Just being posted all the way from Valcartier to Victoria and we were driving all the way and getting to see each province, that was unbelievable. That, to me, right there, made my life.
I'm Sgt. Mireille Gauthier, medical radiation technologist from 2 Field Amb in Petawawa, Ontario.
I enrolled in the CAF back when I was in college in X-rays school. At that time, it was very intimidating the thought of joining the military. I wanted opportunities to work in different environments and that's exactly what the CAF was offering for me. I grew up in La Tuque, Quebec, and I was in a very small location, 20 kilometres down a dirt road by a lake, very isolated. Thinking about going outside of the province, the country, all of that was very intimidating to me.
My father was definitely somebody who inspired me as I was growing up, for sure. And I'd work with him in whatever he was doing. If it was mechanic for the car, I was with him. So, I felt like I could just do whatever I wanted with him. Whatever he was doing, I was capable of helping as well. He always gave me those opportunities.
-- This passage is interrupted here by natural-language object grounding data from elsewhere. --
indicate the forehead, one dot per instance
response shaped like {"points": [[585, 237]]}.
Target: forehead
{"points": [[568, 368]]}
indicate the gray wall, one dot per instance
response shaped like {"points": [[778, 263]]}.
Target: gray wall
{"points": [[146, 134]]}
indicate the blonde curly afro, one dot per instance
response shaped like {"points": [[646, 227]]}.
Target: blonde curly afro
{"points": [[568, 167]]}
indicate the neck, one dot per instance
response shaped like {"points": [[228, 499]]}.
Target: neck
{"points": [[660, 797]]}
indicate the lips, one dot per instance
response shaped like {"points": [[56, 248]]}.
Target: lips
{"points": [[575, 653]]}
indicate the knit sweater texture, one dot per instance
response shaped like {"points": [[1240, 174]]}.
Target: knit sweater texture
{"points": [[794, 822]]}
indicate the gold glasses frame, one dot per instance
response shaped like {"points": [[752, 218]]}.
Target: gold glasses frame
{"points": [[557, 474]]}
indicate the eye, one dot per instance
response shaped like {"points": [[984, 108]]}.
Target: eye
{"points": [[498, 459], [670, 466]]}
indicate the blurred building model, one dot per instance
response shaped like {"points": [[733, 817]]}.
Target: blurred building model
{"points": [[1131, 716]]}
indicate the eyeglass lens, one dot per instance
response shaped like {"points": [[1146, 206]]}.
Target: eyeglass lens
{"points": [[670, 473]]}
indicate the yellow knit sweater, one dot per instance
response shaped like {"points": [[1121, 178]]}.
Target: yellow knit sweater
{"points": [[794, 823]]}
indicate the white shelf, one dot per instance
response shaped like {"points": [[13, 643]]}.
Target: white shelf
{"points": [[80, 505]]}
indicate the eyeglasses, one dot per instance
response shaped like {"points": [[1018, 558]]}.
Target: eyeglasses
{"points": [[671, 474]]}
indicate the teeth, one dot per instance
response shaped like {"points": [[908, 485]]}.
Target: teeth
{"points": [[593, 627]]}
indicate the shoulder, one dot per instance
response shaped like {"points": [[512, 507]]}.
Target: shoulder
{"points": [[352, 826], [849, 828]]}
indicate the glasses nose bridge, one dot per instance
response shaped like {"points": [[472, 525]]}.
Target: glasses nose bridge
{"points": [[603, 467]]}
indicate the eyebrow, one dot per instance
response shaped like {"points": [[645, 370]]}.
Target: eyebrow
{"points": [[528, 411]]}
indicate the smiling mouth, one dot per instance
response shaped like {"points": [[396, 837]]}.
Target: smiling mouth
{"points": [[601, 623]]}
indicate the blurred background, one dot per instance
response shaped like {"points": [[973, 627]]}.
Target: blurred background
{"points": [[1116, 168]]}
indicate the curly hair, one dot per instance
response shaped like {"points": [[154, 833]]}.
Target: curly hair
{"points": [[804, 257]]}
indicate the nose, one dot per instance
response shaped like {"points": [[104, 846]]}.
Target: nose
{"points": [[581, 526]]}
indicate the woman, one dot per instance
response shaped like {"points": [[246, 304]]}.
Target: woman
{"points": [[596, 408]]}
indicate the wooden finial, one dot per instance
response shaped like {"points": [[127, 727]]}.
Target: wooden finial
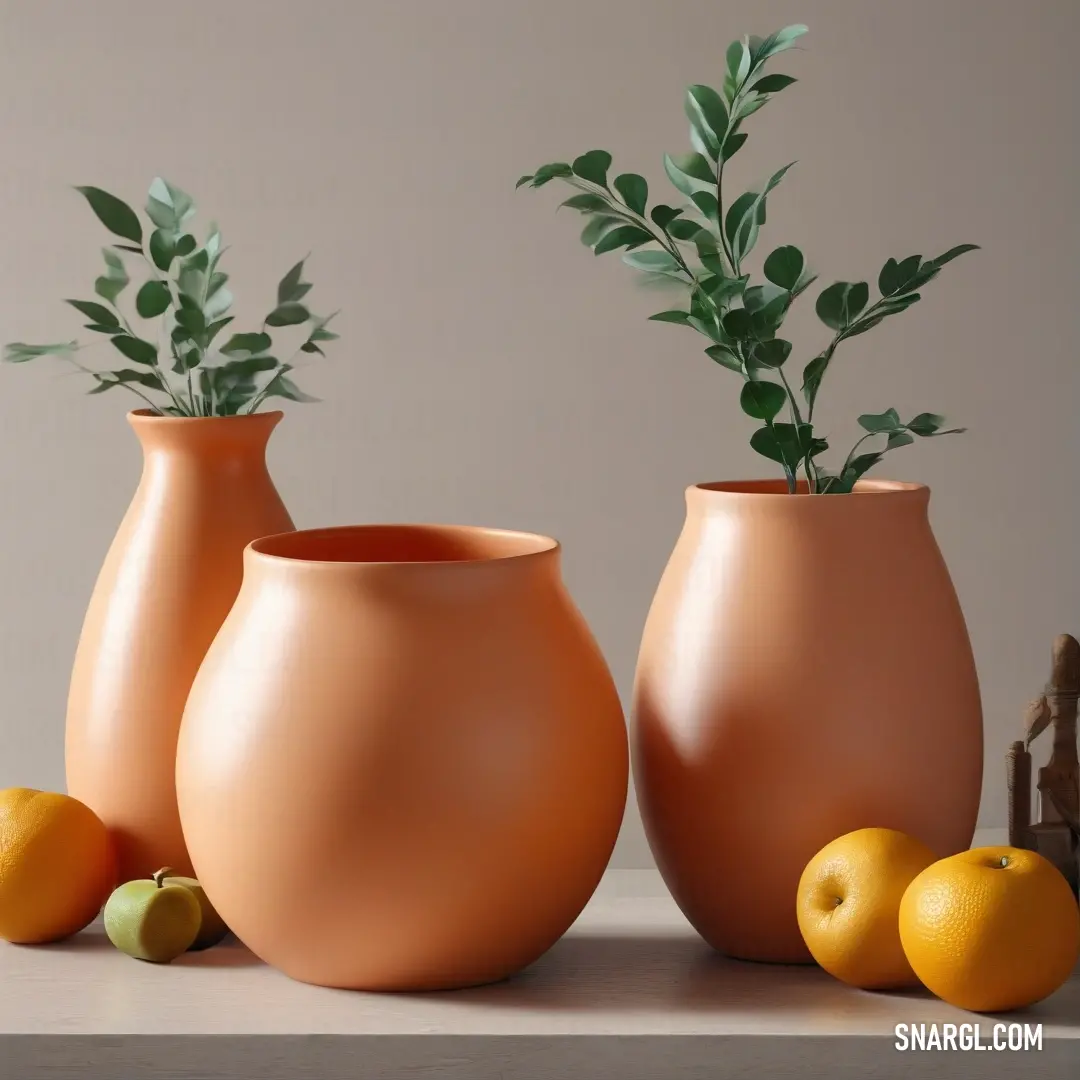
{"points": [[1065, 665]]}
I feel like I have the same challenges as my husband has with balancing family and work life. It's always hard when we're going on a deployment exercise course, we both have to say the same good-bye to our kids and that's difficult no matter who you are. As much as I love being posted away and being in different work environments, it's also been difficult to be away from my family, being away from my parents, my sisters. I have lots of amazing memories of my career.
Lately, I had the opportunity to go out and work with the Navy on an exercise. So, we had to cross the Atlantic to get there and to do our exercise over there. And I was part of the medical team there. So, we had our little medical bay and while I was out there, we were on a naval replenishment unit, which meant that we would fuel other ships that would come alongside of us. And I remember just looking at all the sailors working, making that happen, the communication between the ships for all that to be coordinated. It's incredible to see. It's something I never thought I'd get to witness in my career.
What makes me smile the most within the Canadian Armed Forces are the patients. Some days, I'm doing admin, admin, admin and I'm swamped and I'm having a difficult day myself and I'd say: "You know what? I'm gonna do the next patient." Because sometimes, as a sergeant, you're more into the administrative side of things. Performing an exam on the patient, you ask them a few questions and you know that for them, it's a difficult day. No one is excited to come and take X-rays. They're either injured or something is wrong with them and they want answers. And that's when the magic happens. That's when we get to use our equipment and our skillset. So, you have to talk a little bit with them. And usually, when I can get a smile off of them, then, that gives me a smile. That makes my day. Patients are kings when they walk in here and that's what I try to work by.